WASHINGTON, D.C., U.S. — Vince Peterson, president of U.S. Wheat Associates, in Dec. 10 testimony at a U.S. Trade Representative (USTR) public hearing and through written testimony has urged the USTR to help protect U.S. wheat exports to Japan.

In his testimony, Peterson thanked the Trump administration for making negotiations with Japan a priority. But he also noted that the Comprehensive and Progressive Trans-Pacific Partnership (CPTPP) set to go into effect on Dec. 31 has the potential to slash wheat export sales to a key U.S. market.

Peterson said the CPTPP will give preferential access to Canadian and Australian wheat exports by reducing the effective tariff on the two countries’ wheat exports. He said the reduction will be about $70 per tonne, or about 45% below the current effective tariff applied to U.S. wheat. With no incentive or obligation to change the tariff reduction schedule the United States could be shut out of the Japanese market, he said.

“U.S. Wheat Associates has had an office in Tokyo for more than 60 years,” Peterson said. “We have invested countless hours and millions of hard-earned farmer dollars and federal export market development program funds building this market. During that time, the Japanese milling industry has become an indispensable partner for U.S. wheat farmers.”
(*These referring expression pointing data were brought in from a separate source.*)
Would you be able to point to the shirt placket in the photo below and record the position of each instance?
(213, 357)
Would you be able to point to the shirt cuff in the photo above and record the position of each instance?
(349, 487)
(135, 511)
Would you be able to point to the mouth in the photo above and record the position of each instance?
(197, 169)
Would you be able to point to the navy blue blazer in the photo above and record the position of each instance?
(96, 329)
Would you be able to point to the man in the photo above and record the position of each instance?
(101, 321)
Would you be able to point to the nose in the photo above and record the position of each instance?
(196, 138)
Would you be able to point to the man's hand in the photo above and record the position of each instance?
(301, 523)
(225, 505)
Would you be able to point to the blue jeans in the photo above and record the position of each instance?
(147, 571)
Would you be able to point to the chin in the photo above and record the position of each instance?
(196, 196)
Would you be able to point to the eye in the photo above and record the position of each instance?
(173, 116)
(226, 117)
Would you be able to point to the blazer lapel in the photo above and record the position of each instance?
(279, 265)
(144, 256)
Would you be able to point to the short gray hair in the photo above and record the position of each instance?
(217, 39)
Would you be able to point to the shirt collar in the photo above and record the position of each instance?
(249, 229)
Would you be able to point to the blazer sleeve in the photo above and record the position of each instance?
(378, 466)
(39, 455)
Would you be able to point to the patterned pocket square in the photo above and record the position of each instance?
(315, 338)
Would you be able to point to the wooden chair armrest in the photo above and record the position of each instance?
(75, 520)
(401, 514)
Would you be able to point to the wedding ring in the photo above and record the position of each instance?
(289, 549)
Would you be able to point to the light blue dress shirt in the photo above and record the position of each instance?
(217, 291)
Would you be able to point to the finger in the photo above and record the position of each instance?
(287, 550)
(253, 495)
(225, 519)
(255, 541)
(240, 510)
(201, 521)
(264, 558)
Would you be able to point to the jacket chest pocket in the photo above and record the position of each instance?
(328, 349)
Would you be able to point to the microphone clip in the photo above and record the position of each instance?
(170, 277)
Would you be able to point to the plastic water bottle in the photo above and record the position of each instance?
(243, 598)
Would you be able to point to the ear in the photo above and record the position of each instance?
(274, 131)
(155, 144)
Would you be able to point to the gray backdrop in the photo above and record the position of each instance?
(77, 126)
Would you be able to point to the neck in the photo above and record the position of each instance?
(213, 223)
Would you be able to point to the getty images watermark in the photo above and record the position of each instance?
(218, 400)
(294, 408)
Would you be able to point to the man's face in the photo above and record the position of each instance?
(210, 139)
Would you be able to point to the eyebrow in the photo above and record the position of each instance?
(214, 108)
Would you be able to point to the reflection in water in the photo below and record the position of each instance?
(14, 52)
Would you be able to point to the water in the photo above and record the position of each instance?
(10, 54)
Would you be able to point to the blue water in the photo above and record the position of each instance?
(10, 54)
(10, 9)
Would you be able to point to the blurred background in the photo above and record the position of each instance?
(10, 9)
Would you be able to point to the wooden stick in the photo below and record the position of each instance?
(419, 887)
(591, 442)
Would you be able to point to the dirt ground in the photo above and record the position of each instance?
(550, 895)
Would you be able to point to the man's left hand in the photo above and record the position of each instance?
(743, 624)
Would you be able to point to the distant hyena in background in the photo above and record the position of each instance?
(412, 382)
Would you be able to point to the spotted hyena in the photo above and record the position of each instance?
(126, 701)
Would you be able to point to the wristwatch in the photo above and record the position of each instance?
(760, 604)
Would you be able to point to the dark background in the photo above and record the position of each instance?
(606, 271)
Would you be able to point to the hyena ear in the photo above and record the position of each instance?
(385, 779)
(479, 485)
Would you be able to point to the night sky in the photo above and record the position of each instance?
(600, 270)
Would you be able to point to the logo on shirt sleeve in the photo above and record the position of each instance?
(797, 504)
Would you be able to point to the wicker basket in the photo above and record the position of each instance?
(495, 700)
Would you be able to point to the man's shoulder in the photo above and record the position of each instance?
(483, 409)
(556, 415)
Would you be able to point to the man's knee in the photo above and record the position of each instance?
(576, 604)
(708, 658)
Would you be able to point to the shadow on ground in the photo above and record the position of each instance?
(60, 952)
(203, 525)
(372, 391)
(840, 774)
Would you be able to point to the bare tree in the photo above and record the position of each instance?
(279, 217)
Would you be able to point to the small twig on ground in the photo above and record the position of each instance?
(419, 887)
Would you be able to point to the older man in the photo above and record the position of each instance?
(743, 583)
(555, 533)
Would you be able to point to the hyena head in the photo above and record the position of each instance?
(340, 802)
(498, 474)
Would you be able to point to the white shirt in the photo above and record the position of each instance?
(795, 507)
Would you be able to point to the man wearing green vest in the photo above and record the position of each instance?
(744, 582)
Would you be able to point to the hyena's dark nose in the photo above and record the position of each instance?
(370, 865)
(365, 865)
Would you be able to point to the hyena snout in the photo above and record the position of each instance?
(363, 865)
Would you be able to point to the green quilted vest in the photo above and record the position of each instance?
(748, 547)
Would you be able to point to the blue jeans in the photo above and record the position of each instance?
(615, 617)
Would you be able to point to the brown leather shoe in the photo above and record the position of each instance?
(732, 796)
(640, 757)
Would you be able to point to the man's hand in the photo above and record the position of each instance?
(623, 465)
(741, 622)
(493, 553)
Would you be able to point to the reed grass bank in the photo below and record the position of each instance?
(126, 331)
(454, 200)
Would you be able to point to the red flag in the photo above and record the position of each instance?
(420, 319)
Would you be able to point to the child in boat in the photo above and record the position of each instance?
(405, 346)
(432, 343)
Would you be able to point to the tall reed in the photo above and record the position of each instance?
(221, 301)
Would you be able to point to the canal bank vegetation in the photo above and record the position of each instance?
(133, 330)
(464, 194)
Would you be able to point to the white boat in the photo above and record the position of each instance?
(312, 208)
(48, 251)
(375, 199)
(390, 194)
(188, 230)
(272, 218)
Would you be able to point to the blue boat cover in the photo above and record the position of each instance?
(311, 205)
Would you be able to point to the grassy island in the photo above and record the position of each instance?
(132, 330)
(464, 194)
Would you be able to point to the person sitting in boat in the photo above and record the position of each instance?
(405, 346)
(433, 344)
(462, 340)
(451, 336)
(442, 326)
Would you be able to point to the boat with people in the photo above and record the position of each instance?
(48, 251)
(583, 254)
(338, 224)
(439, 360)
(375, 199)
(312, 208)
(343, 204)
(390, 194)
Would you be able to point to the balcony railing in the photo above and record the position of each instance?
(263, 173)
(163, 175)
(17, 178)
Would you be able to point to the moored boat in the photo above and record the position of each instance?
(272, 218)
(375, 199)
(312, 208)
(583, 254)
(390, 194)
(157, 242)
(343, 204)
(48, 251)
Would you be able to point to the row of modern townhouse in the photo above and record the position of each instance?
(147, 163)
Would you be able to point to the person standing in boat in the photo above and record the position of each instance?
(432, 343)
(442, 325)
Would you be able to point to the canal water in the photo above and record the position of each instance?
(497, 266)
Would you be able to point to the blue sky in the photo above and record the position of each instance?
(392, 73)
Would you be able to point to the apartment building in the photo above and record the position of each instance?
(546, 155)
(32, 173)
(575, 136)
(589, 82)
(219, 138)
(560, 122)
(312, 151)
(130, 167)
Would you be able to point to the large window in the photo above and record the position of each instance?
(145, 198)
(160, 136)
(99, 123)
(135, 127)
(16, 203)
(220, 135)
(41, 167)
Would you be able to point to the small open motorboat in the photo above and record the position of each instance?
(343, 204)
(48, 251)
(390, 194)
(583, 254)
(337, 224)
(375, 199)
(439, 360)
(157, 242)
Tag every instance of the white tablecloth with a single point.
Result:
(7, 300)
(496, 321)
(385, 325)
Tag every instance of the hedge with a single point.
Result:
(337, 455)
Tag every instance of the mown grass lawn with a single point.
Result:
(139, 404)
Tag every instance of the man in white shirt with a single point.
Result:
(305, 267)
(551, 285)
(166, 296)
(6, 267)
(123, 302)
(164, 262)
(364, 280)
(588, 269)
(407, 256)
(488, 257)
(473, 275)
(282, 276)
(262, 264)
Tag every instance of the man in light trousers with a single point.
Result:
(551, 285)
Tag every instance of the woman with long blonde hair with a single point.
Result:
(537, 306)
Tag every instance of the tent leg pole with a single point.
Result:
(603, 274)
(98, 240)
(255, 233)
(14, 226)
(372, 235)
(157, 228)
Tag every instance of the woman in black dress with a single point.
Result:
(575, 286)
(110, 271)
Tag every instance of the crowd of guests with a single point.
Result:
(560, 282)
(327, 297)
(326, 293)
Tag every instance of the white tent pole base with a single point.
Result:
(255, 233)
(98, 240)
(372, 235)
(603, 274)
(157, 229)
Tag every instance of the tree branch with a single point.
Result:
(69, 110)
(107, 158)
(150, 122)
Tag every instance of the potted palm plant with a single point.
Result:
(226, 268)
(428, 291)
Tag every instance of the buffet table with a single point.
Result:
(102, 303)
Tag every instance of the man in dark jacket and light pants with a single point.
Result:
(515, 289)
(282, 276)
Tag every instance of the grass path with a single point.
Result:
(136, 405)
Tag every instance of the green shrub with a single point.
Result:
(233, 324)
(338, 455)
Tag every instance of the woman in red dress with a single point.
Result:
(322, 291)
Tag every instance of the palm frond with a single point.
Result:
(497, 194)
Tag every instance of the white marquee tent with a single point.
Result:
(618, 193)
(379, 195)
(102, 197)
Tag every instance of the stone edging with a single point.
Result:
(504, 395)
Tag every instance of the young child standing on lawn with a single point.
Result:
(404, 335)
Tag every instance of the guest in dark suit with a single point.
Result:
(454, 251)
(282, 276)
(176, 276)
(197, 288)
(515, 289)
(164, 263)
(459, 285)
Peterson described Japan as the United States’ “largest, most reliable and valuable market for U.S. wheat.” He said the country consistently returns almost $1 billion per year to U.S. wheat farmers and the grain trade.

“All that is at risk without a U.S.-Japan agreement that quickly ends the preference Canada and Australia gain as members with Japan of the CPTPP,” Peterson said. “We thank you for understanding the plight of these farmers, who already face severe trade disruptions in other markets.”

He added, “U.S. wheat farmers and Japan’s flour milling industry hope that we can maintain provisional equivalence for U.S. wheat imports while our two countries conduct ongoing, good faith negotiations. And we urge the administration to act quickly to save our market in Japan.”